Recently I was asked the question: "What started you on your journey?" After hearing the question I had to sit and think for a minute causing the person to ask another question, "Was it so you could find a significant other?" Well the second question produced an immediate response. No I did not start my journey in order to obtain a boyfriend, for I already had a boyfriend (now my husband) who has always loved me for who I am. He was not scared away by my size, and when asked how he could love me back then he typically shrugs and says easily. So no, becoming more attractive to impress the opposite sex was not my main reason. Perhaps the vain part of me did want to become more attractive for him, but I did not do it solely for the purpose of vanity.

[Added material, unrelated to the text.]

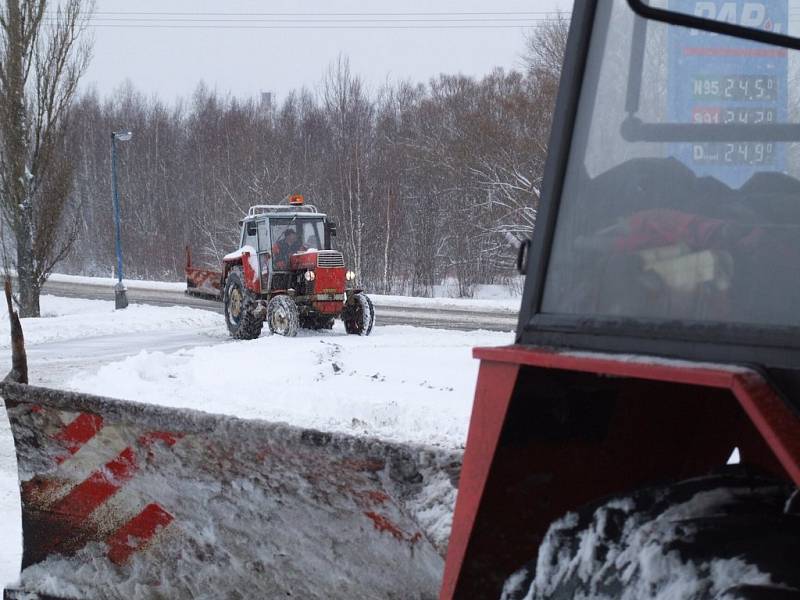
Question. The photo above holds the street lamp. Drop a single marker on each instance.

I think the most underlying reason for why I began my journey is because I wanted to live. I no longer wanted to be the girl who was slowly killing herself with food and piling on the weight. I want to live to be old enough to have great grand children. I want to live long enough so I can enjoy the world and travel. I want to spend my whole life with my husband, without worrying if my obesity was eventually going to kill me. I was tired of being tired. Walking up stairs winded me, sometimes even walking from my car winded me. I worked with children and I could not play duck duck goose with them without sweating and needing a break. It was mortifying, and I realized I could no longer lead a life where living was not my priority. Food had become my comfort, but this comfort was slowly killing me. I had to change my ways so I could truly live.
So there you have it, the reason I started was because I wanted to live. Simple as that. Before this I was on the road to death. Slowly dying with every bad thing I ate and every elevator instead of the stairs that I took. If you think about it living is a pretty big motivator. Especially when you realize how much you actually have to live for.